The following table illustrates the study findings with respect to tea. Comment on their findings. Looking at the point estimates, comment if there is compelling evidence of a relationship between tea consumption and incident diabetes. If there is a relationship, could it be due to chance?

Table 3. Relative Risks(RRs) and 95% CIs of Type 2 Diabetes according to Categories of Various Flavonoid-Rich Food Groups among 38018 Women in the Women’s Health Study.

Variable Category of intake
1st(lowest) 2nd 3rd 4th(highest)
Tea None <1 cup/d 1-3 cups/d ≥4 cups/d
No of cases/Total 496/12279 686/15633 363/8344 48/1201
Adjusted for age and energy 1.00 1.08(0.96-1.21) 1.03(0.90-1.19) 0.92(0.68-1.26)
Multivariate Model2 1.00 1.07(0.95-1.20) 1.04(0.90-1.20) 0.73(0.52-1.01)
Multivariate Model3 1.00 1.07(0.95-1.21) 1.05(0.91-1.21) 0.72(0.52-1.01)
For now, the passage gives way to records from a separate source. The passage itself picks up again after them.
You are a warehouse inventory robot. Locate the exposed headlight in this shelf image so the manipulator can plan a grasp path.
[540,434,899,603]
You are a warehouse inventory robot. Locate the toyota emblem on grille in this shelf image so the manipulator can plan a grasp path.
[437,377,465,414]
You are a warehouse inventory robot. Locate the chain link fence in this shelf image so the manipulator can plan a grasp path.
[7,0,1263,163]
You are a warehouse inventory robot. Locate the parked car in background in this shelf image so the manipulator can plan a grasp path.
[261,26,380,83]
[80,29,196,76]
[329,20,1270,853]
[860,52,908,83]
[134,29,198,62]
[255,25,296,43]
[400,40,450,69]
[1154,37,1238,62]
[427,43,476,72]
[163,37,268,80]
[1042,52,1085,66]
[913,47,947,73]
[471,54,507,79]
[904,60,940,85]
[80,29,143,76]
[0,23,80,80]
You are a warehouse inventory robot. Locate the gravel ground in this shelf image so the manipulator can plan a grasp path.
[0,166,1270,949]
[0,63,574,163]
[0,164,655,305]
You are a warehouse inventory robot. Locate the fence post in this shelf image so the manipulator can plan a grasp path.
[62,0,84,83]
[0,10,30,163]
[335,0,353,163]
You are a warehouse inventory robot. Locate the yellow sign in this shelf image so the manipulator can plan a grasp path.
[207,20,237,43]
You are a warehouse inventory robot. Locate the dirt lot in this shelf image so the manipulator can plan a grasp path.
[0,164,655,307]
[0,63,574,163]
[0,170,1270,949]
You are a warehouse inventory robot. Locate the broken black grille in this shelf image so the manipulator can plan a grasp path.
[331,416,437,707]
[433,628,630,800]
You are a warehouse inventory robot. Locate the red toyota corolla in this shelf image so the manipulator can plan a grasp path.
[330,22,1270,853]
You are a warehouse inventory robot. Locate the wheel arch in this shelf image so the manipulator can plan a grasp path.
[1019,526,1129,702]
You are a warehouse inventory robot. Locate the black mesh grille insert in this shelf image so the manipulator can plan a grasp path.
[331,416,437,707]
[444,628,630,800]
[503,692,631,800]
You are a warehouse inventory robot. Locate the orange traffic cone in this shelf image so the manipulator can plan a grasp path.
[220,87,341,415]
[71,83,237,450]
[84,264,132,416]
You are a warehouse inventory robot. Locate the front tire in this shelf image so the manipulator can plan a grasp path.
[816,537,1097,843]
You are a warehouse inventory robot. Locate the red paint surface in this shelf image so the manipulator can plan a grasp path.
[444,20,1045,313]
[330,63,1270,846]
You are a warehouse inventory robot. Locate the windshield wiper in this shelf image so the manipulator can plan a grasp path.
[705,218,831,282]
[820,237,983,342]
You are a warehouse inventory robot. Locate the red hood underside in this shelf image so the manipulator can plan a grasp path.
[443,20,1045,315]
Note: 1. Test for trend based on ordinal variable containing median value for each quantile. 2. Multivariate model: adjusted for age (continuous), BMI (continuous), total energy intake (continuous), smoking (current, past and never), exercise (rarely/ never, <1 time/wk, 1-3 times/wk, and ≥ 4 times/wk), alcohol use (rarely/ never, 1-3 drinks/mo, 1-6 drinks/wk, and ≥ 1 drink/d), history of hypertension (yes/no), history of high cholesterol (yes/no), and family history of diabetes (yes/no). 3. Further adjustment for dietary intakes of fiber intake (quintiles), glycemic load (quintiles), magnesium (quintiles), and total fat (quintiles).
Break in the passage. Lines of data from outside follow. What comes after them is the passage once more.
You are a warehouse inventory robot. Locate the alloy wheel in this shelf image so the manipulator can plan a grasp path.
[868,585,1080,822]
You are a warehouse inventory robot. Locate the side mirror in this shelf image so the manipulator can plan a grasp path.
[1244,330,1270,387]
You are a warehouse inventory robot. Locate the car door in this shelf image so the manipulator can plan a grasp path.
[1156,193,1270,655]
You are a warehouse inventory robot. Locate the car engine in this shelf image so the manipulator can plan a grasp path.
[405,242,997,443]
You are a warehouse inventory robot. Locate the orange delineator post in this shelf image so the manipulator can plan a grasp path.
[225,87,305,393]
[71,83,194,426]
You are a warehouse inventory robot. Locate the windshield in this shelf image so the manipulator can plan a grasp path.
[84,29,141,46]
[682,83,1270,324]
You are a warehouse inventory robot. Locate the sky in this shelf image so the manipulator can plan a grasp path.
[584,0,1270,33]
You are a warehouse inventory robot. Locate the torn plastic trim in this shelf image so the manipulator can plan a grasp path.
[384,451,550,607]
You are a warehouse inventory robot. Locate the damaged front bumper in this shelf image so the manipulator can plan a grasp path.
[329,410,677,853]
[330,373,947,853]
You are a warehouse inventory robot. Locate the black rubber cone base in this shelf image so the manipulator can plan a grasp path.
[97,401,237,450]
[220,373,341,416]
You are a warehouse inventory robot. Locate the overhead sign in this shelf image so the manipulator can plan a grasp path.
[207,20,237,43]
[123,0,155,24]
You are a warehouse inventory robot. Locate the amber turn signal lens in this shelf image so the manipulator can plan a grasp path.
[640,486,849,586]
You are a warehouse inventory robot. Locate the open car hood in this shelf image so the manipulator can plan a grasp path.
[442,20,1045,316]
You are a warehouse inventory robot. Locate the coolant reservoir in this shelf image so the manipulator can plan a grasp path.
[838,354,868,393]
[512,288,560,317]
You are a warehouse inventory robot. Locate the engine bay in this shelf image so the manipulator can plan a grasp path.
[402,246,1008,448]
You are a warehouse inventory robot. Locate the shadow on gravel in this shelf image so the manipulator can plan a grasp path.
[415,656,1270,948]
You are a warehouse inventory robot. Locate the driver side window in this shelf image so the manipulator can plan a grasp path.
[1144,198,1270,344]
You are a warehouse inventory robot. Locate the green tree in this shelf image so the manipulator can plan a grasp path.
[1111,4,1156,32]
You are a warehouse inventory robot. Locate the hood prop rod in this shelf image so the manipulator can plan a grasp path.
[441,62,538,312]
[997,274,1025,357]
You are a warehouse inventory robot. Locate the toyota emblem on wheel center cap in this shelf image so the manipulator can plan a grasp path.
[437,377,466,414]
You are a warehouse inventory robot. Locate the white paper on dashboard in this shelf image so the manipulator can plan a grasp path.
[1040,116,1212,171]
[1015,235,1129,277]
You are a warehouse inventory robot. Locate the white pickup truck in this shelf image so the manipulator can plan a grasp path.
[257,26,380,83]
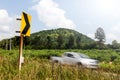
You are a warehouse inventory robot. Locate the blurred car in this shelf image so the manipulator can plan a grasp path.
[51,52,99,68]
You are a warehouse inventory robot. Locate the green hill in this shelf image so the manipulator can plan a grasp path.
[0,28,94,49]
[30,28,94,49]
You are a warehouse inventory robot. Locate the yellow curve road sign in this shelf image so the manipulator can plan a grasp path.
[20,12,31,36]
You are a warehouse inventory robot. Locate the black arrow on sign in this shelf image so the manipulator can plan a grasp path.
[22,12,30,34]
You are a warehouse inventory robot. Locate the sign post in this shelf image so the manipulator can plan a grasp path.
[17,12,31,71]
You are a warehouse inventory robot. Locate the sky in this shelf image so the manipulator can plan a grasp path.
[0,0,120,43]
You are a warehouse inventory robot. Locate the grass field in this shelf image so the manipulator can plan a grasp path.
[0,49,120,80]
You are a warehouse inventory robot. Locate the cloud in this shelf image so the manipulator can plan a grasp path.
[107,23,120,42]
[32,0,75,29]
[0,9,20,40]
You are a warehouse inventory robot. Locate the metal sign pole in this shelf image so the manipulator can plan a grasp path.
[19,35,24,71]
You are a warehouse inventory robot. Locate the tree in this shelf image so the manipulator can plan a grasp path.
[95,27,106,49]
[66,35,75,49]
[57,35,64,49]
[112,40,120,49]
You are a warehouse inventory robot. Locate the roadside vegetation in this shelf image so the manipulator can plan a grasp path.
[0,49,120,80]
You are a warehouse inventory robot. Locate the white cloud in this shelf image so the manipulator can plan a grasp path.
[32,0,75,29]
[0,9,20,40]
[106,23,120,42]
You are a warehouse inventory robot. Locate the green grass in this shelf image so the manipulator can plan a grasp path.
[0,49,120,80]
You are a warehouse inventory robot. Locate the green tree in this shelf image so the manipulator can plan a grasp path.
[112,40,120,49]
[57,35,64,49]
[95,27,106,49]
[66,35,75,49]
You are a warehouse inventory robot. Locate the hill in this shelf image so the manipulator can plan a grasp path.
[0,28,94,49]
[30,28,94,49]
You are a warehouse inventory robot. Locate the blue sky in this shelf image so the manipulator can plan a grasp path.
[0,0,120,43]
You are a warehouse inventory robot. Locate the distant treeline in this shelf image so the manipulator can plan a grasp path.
[0,28,119,49]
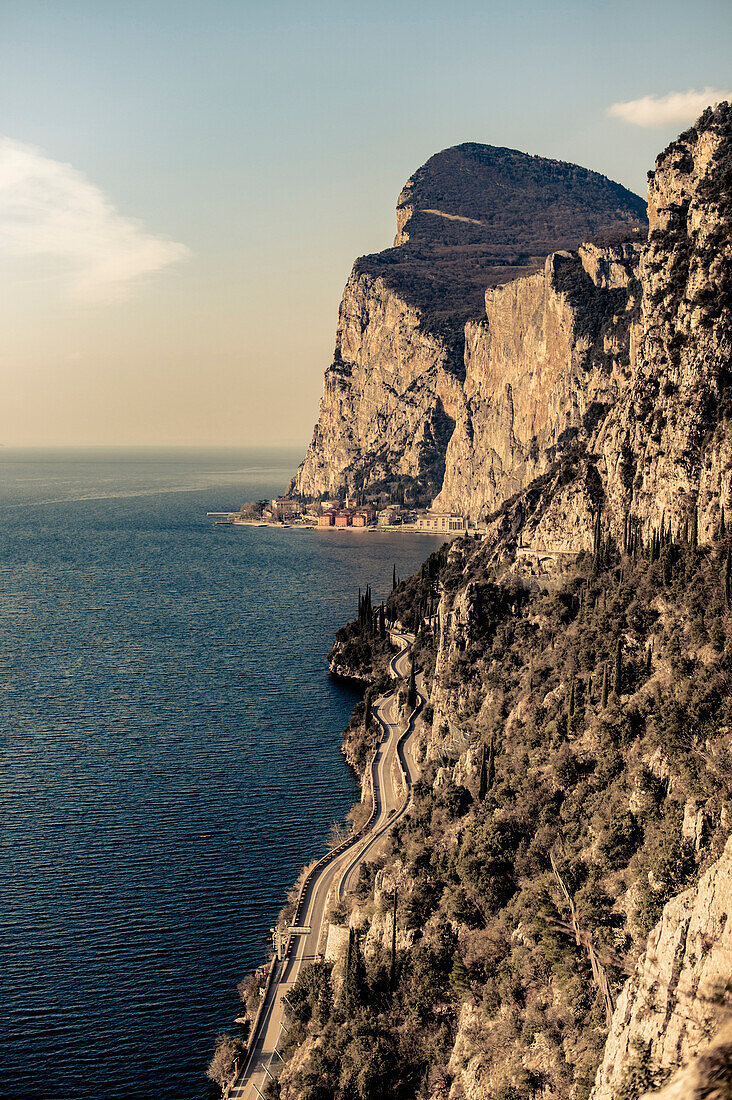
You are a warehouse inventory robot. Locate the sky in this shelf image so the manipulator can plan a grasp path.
[0,0,732,447]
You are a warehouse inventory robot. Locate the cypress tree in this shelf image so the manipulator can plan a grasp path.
[478,741,488,802]
[487,734,495,791]
[389,889,398,989]
[406,653,417,711]
[613,638,623,697]
[593,508,602,561]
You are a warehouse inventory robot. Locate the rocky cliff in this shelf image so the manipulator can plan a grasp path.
[293,105,732,550]
[291,144,645,504]
[591,840,732,1100]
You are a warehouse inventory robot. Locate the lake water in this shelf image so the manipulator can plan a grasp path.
[0,449,437,1100]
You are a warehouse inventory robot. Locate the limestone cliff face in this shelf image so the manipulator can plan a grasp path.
[293,105,732,550]
[591,840,732,1100]
[291,144,645,504]
[598,105,732,541]
[292,271,461,498]
[435,244,641,519]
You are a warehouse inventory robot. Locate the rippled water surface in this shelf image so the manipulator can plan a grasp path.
[0,450,436,1100]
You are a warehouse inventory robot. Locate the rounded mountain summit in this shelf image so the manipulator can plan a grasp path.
[289,142,647,504]
[354,142,647,330]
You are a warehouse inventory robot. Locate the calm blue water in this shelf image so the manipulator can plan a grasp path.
[0,450,436,1100]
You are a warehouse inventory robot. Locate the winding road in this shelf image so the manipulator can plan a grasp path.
[225,631,424,1100]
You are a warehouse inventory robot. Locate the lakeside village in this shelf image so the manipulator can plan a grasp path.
[207,496,473,538]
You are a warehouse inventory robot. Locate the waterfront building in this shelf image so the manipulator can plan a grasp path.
[417,512,468,535]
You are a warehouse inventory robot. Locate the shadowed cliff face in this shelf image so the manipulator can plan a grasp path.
[462,105,732,550]
[291,144,645,504]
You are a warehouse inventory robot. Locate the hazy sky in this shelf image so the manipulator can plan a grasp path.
[0,0,732,446]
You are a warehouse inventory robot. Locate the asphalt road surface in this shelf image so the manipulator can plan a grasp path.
[227,634,424,1100]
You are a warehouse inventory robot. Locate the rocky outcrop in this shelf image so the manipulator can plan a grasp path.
[291,144,645,504]
[597,103,732,541]
[435,244,641,519]
[291,271,461,501]
[592,840,732,1100]
[293,105,732,550]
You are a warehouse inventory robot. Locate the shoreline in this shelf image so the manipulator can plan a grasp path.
[220,629,416,1100]
[212,519,468,541]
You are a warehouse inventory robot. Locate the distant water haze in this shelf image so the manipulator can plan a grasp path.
[0,449,437,1100]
Looking more carefully at the table, you note that the authors report associations controlling for various factors in their statistical models. (This approach, like stratification, is used to control for confounding by including the factors in a multivariable regression model.) Reviewing the table, do you see evidence of confounding of the “crude” (age and energy adjusted model) relationship for persons drinking >4 cups of tea a day?

The associations with >4 cups of tea shown in Table 3 becomes stronger (further away from the null) after adjustment for BMI, exercise, and fiber. Given that tea drinkers have lower BMI, better exercise patterns, and healthier diets, why does this finding seem surprising?

The authors also examined associations between an antioxidant contained in tea and two subclinical markers of diabetes (HbA1C & insulin) but found no relationship. How does this information influence your assessment of the causal relationship between tea and type 2 diabetes?

Another European study explored incident type 2 diabetes and tea consumption. The following table presents the associations for consuming >0 to <1, 1 to <4, >4 cups of tea per day as compared to consuming no tea per day (categories in the column on the far left). What feature of their findings makes the association seem more likely to be causal?

Crude Model 1 Model 2 Model 3 Model 4
N total Cases Median HR 95% CI HR 95% CI HR 95% CI HR 95% CI HR 95% CI
0 9499 4389 0 1 1 1 1 1
0 – 1 7060 3197 0.23 0.89 (0.80, 0.99) 0.96 (0.81, 1.07) 0.96 (0.84, 1.01) 0.97 (0.85, 1.01) 1.03 (0.91, 1.16)
1 – 4 5751 2437 2.00 0.771 (0.66, 0.90) 0.85 (0.69, 0.99) 0.85 (0.71, 1.01) 0.84 (0.72, 0.98) 0.93 (0.81, 1.05)
≥4 3729 1518 6.84 0.63 (0.50, 0.80) 0.72 (0.52, 0.90) 0.72 (0.53, 0.96) 0.70 (0.53, 0.90) 0.84 (0.71, 1.00)
p-trend <0.01 <0.01 <0.01 <0.01 0.04

Note: HR and 95% CI were derived from the modified Cox proportional hazard model by age at baseline and are based on pooled estimates from country specified analyses using a random effects meta-analysis.

Model 1: sex, smoking status physical activity level and education level. Model 2: additional to model 1: intake of energy, protein, carbohydrates, saturated fatty acids, mono-unsaturated fatty acids, poly-unsaturated fatty acids, alcohol, and fiber. Model 3: additional to model 2: intake of coffee, juices, soft drinks, and milk. Model 4: additional to model 3: body mass index.

In both of the final two papers that you reviewed, individuals who failed to answer questions about their intake of tea and persons without BMI information were excluded. Discuss a situation in which this could introduce bias to your study.

Observing the data from these three different papers that you reviewed, comment on if you believe the relationship between tea consumption and type 2 diabetes to be causal.

What study might you purpose to do next to prove causality based on the Hill’s criteria?